Aber ich wahre mein Pokerface. Wobei ich innerlich vor Vorfreude ganz hibbelig bin, wenn ich an Donnerstagabend denke. »Jaha«, flöte ich, »macht’s euch mal nett. Ich werde mich hier bis zehn Uhr amüsieren.«
»Okay«, verabschiedet Nadine sich. »Dann bis morgen.«
»Bis morgen!«
Ich verbringe den Nachmittag mit akkordmäßigem Solariumputzen, denn nachdem es heute schon wieder in Strömen regnet und gar nicht mehr aufhören will, sind fast alle Bänke übergangslos belegt. Mir soll es recht sein, denn alles ist besser, als sich hinterm Tresen zu langweilen und vor Verzweiflung sämtliche alten Galas , Buntes und InTouchs zum dritten Mal zu lesen. Auch der Gedanke daran, dass ich bei diesem Trubel leider nicht am Umsatz beteiligt bin, lässt mich ziemlich kalt.

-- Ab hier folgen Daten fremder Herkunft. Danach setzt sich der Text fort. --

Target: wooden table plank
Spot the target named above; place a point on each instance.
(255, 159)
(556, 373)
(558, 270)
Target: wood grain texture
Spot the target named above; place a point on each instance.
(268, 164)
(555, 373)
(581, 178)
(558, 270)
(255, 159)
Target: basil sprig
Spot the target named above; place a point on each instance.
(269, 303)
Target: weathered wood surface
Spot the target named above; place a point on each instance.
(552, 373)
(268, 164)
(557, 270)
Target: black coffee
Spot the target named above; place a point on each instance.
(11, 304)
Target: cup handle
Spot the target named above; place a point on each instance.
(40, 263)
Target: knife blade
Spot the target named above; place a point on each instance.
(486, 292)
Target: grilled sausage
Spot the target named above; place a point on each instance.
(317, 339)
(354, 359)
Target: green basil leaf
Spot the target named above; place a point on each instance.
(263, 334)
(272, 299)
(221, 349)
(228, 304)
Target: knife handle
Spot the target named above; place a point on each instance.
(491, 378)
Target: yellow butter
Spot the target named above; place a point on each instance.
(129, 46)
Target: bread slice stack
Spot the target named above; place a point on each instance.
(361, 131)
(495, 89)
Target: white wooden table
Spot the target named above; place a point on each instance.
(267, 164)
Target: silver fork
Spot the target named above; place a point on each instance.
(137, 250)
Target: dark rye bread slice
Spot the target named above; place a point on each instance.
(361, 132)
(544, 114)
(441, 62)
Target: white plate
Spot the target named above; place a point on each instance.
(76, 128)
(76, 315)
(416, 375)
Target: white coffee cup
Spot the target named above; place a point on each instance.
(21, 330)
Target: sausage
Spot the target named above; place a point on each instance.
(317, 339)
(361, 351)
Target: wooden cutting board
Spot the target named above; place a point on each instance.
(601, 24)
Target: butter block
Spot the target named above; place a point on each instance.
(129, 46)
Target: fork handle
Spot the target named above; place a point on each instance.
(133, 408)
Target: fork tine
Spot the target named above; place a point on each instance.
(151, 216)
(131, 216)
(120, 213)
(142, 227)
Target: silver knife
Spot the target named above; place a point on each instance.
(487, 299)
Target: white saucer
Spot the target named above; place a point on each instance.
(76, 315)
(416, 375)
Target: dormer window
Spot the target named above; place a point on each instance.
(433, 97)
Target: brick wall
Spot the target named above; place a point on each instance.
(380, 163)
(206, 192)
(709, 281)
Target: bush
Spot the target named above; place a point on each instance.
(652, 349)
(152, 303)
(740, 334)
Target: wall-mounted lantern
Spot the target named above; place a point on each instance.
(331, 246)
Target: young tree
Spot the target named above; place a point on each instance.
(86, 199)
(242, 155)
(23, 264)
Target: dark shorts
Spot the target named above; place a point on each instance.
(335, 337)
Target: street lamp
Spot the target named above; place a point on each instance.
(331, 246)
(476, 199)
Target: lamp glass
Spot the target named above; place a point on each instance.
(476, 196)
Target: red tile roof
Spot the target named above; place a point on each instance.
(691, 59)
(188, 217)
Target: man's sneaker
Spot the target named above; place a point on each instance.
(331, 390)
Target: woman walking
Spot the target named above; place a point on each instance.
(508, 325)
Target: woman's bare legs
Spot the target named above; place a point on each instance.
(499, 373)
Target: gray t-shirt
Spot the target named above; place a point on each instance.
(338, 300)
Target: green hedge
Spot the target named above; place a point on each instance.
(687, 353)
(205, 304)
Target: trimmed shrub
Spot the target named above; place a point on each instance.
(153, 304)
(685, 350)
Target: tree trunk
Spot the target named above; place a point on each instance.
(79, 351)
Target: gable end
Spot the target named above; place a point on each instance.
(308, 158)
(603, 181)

Hey, ich kriege siebzig Euro die Stunde, was brauche ich da eine Umsatzbeteiligung in dieser Bude hier?
Im Wesentlichen murkele ich den gesamten Tag allein vor mich hin, nur einmal schaut Roger kurz vorbei, verzieht sich aber nach einer halben Stunde schon wieder, weil er einen wichtigen Termin hat. Es geht um irgendeine neue Bräunungsmethode aus den USA, eine Art Farbdusche, die bereits von vielen Studios angeboten wird. Bei diesem Trend will Roger »den Zug nicht verpassen«. Na dann. Um kurz nach sechs taucht Stefan auf, bibbernd und pitschnass, seine Trainingsklamotten kleben ihm am Körper, Wasser tropft aus seinen Haaren, als wäre er soeben einer Badewanne entstiegen. Mittlerweile kommt Stefan auch hierher, und ich lasse ihn dann immer umsonst auf die Bank. Jedenfalls, wenn Roger nicht da ist, der würde mir natürlich den Hals umdrehen, wenn er das mitbekäme. Aber das ist eben meine kleine, feine Rache für die saumiese Bezahlung.
»Tach, Maike«, sagt Stefan. »So ein Scheißwetter da draußen – Hamburg macht seinem Ruf alle Ehre.« Er zittert regelrecht, und die Farbe seiner Lippen zeigt ein eindeutiges Lila-Blau. »An solchen Tagen macht es echt keinen Spaß, mit Kunden um die Alster zu joggen.